My arms eventually healed, which was fortunate because wishing someone a happy birthday today requires typing. But not much more than that. You enter a username and password on a social networking website, and the website reminds you of your friends’ birthdays. Click on their name, type “Happy Birthday” in the field, press return, and you’re done, your birthday wish slotted atop all the birthday wishes that came before. For a while I tried to add variety to my birthday wish by adding “Hope you have an awesome day,” but then one day I did that with two people who had the same birthday, and I got caught and it was awkward. At least I didn’t punch them.

The other day was the birthday of a good friend that I had not seen in a while. I could have posted a “Happy Birthday” on his profile page, but it felt so impersonal. I wanted to do something really special. So I texted him instead.

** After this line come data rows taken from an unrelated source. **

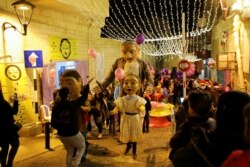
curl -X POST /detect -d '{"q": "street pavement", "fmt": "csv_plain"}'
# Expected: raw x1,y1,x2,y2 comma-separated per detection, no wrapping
14,125,173,167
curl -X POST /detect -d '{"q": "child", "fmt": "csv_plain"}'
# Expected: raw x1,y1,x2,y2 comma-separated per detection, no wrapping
111,74,146,159
169,90,215,167
222,103,250,167
142,93,152,133
51,70,86,167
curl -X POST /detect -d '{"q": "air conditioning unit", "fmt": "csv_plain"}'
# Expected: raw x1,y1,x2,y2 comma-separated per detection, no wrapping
242,6,250,18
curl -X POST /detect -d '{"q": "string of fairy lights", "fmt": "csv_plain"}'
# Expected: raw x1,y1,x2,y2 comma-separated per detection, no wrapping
71,0,220,59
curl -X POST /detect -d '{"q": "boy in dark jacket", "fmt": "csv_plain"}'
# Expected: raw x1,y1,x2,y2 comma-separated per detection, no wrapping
169,90,215,167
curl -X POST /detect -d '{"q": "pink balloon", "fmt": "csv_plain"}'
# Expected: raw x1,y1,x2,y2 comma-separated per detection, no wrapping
136,34,144,45
49,68,56,78
115,68,124,80
88,48,96,58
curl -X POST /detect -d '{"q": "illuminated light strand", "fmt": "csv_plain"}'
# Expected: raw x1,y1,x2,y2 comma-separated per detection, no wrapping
160,1,168,37
168,1,176,36
163,0,174,36
186,0,190,34
207,2,220,31
176,0,182,34
100,0,218,55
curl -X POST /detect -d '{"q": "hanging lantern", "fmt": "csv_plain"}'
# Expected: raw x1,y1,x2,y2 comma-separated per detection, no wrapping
207,58,216,69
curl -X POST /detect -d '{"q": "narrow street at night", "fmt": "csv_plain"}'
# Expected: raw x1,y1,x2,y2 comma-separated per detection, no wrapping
14,126,172,167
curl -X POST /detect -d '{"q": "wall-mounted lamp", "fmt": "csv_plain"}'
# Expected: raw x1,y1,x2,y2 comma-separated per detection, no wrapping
2,0,35,35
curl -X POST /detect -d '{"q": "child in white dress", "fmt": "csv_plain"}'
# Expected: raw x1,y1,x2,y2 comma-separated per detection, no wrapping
111,74,146,159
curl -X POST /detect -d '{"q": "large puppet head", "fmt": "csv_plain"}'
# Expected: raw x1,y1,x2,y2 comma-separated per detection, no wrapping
121,40,141,62
60,70,82,100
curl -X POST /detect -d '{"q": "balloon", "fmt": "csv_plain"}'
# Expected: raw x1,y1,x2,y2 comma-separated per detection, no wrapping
115,68,124,80
136,34,144,45
88,48,96,58
49,68,56,78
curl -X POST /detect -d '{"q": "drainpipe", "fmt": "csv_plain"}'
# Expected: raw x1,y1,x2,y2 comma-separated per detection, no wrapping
233,13,246,92
87,18,93,80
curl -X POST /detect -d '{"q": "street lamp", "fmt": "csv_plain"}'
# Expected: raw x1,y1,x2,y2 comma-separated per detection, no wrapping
2,0,35,35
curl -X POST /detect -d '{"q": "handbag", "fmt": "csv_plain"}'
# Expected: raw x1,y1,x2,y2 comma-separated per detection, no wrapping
14,121,23,131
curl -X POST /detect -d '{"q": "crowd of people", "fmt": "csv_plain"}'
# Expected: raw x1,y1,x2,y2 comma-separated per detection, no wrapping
0,37,250,167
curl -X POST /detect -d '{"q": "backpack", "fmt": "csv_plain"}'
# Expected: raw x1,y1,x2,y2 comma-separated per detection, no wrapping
169,127,215,167
51,102,71,130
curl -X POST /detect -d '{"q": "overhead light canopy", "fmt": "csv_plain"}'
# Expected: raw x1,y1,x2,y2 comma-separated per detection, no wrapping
2,0,35,35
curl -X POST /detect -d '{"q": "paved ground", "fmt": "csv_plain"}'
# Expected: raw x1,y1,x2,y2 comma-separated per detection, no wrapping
14,126,172,167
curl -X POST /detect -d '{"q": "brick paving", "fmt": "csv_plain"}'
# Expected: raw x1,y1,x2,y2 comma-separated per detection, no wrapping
14,126,173,167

Happy birthday to my wife, who tolerates all this blogging, and who I think is expecting more than a text.

Thanks to Adam Foley for the topic.

Remember When People Passed Notes in Class?

Remember when people passed notes in class?

I do.

In third grade I conspired with some classmates to make another classmate believe he was being stalked by a ghost. I wrote notes in a squiggly lettering that said things like “Your parents don’t love you” and “Courdoroy pants are in your future.” We would leave the notes on his chair when he got up to sharpen his pencil. He was looking worried by the second note. I was pleased at how smoothly the plan was going. When lunchtime approached and we were forming two gender-based lines, a classmate and co-conspirator put his hand on my shoulder and said, “It’s over.  He knows.”

“He knows? Who told him?” I was ready to kill this person who had the temerity to ruin my plan.  But it turned out to be a kid who was much larger than I, and I decided that for the sake of everyone’s education I would not press the matter further.

When I was fourth grade I passed a note to a nearby classmate named Charles, saying “Charles is a big oaf.” Señora Goldfarb, our Spanish teacher, caught me and made me write it in Spanish a thousand times. After a few hundred I started getting tired and making mistakes, and as punishment I was not permitted to participate in the Cinco de Mayo celebration, where every student was responsible for making his parents buy an authentic Spanish dish for the class.

In high school there was a girl named Gretchen who passed notes by folding them into the little triangle, which everyone called a football.  She would flick the football in the direction of her intended audience. Gretchen had bad aim and a few times the note landed near Mr. Mauser, our math teacher.  Whenever this happened Mr. Mauser would pick up the football and ask who it belonged to, and when Gretchen confessed he would ask her whether the football formed an isoceles or equilateral triangle.  If she was right she got the football flicked back to her.  If she was wrong he opened the note and read it. Gretchen soon became the go-to sophomore on triangles.

I don’t know whether today’s students still pass notes, but I’m sure many are electing to text their cruel missives.  No teachers to avoid, and no fellow students to recruit.  No one would know if you were passing a note or checking your stock portfolio.  Until someone accidentally texted the teacher.

Thanks to Toni Calabrese for the topic.